Reste à savoir si le fait de mettre les adolescentes sur les bons rails professionnels peut effectivement les aider à s’émanciper durablement sur le plan social et économique.
Pour Niklas Buehren, le programme du BRAC en Ouganda a offert « un cadre idéal pour répondre à cette question. Nous manquons d’éléments pour évaluer ce type de programmes, qui conjuguent l’acquisition de compétences pour la vie à des formations professionnelles, le tout dans les refuges que constituent ces clubs. »
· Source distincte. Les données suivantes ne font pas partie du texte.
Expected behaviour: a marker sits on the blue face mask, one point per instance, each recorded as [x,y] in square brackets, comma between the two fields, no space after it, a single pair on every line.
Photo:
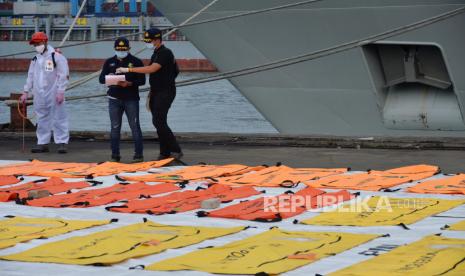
[121,54]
La Banque mondiale a testé différentes approches pour favoriser l’émancipation des jeunes femmes à travers son Initiative pour les adolescentes (AGI), soutenue par l’Australie, le Danemark, la Norvège, le Royaume-Uni et la Suède ainsi que la fondation Nike.
Elle a aussi évalué cinq des projets pilotes lancés en Afghanistan, en Jordanie, en Haïti, au Libéria, au Népal, en RDP lao, au Rwanda et au Soudan du Sud. Seul le projet du Soudan du Sud, également administré par le BRAC, suit le modèle des clubs ougandais.
Les programmes pilotes ont cherché à lutter contre les freins à l’entrée des jeunes femmes sur le marché du travail, en offrant un ensemble de services (notamment formation professionnelle et commerciale et acquisition de compétences pour la vie), avec des fortunes diverses, rappelle Sarah Nedolast, coordinatrice de l’AGI (a), qui a pris fin depuis : « L’un des éléments frappants dans tous ces programmes, c’est leur niveau exceptionnel de rétention. Cela prouve que les filles les appréciaient et que lorsqu’ils sont conçus pour répondre à leurs besoins, les obstacles à leur participation peuvent être surmontés. »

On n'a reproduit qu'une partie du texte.